Bertahun-tahun melakukan survei, membuat Elly sampai pada kesimpulan. Penyebab 
merebaknya pornografi, terutama disebabkan gampangnya masyarakat memperoleh 
video cakram padat (VCD). Hanya dengan Rp 5 ribu, tanpa perlu sulit mencari, 
masyarakat sudah bisa mendapatkan satu keping cakram porno. Murah dan mudah 
tersebut seringkali membuat para orang tua juga lupa menjaganya dari tangan 
anak-anak. Saat mereka lepas dari pengawasan, anak-anak itulah yantg kemudian 
menikmati tayangan tidak senonoh tersebut. 

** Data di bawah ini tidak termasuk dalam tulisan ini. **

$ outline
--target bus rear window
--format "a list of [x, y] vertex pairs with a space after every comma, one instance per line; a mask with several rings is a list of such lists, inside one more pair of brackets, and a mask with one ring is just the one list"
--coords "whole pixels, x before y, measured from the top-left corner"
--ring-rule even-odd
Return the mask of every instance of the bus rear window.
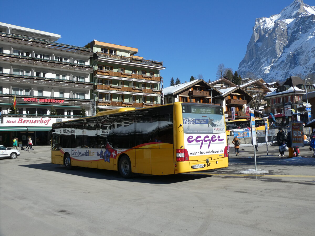
[[213, 134], [225, 132], [221, 107], [182, 104], [184, 132], [190, 134]]

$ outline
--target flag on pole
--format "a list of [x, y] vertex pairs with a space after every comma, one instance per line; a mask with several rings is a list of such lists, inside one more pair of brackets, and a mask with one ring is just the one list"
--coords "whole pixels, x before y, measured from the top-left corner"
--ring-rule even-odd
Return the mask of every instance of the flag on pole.
[[14, 102], [13, 103], [13, 107], [14, 108], [14, 110], [15, 110], [15, 105], [16, 105], [16, 98], [15, 98], [15, 95], [14, 94]]

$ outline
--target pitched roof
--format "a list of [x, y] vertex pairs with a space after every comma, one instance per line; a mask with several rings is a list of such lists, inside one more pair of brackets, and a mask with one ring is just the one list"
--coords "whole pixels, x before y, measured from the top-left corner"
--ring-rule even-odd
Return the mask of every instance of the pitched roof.
[[208, 86], [209, 88], [213, 88], [213, 90], [217, 92], [219, 94], [220, 93], [218, 90], [213, 87], [202, 79], [195, 80], [192, 81], [189, 81], [187, 83], [184, 83], [180, 84], [176, 84], [173, 86], [170, 86], [164, 88], [163, 89], [163, 95], [165, 96], [169, 94], [174, 95], [177, 93], [187, 89], [192, 86], [198, 83], [203, 83], [205, 84], [205, 85]]

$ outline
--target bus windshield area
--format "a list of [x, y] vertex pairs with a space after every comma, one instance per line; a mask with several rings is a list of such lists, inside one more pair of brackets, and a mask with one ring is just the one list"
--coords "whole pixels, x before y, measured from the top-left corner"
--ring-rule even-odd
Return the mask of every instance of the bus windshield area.
[[221, 107], [183, 104], [182, 109], [184, 133], [213, 134], [225, 132]]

Selain hp dan cakram padat, televisi juga sering disebut menjadi media penular 
pornografi. ''Lihat saja tayangan malam hampir semua televisi kita,'' kata 
Sutopo, bapak dua putri. Ia lalu mengurai daftar film dewasa yang ditayangkan 
saat malam. Judulnya banyak yang menyeramkan. Mulai dari ''Gairah Malam'' 
hingga ''Binalnya Istri Muda.'' Sutopo menilai, film seperti itu seharusnya 
tidak ditayangkan di layar kaca. ''Meski malam, tidak ada jaminan yang menonton 
semuanya para bapak atau kakek-kakek yang susah tidur,'' kata dia. 

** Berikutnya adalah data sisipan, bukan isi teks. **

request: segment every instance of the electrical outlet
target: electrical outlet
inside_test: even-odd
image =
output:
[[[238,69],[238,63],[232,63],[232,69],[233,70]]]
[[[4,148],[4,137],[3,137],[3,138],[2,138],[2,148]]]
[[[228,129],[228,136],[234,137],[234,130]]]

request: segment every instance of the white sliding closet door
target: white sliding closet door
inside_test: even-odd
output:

Dengan banyak media pengantarnya, tidak heran bila ancaman pornografi menyergap 
hingga ke rumah-rumah. Korbannya siapa lagi kalau bukan anak-anak, generasi 
penerus bangsa. Hasil survei Elly menunjukkan, sekitar 98 persen anak-anak 
Indonesia terbiasa mengakses media-media yang menampilkan pornografi. Fakta itu 
diperkuat hasil penelitian Jejak Kaki Internet Protection. Lembaga ini 
menemukan, 97 persen anak usia 9-14 tahun ternyata pernah mengakses situs porno.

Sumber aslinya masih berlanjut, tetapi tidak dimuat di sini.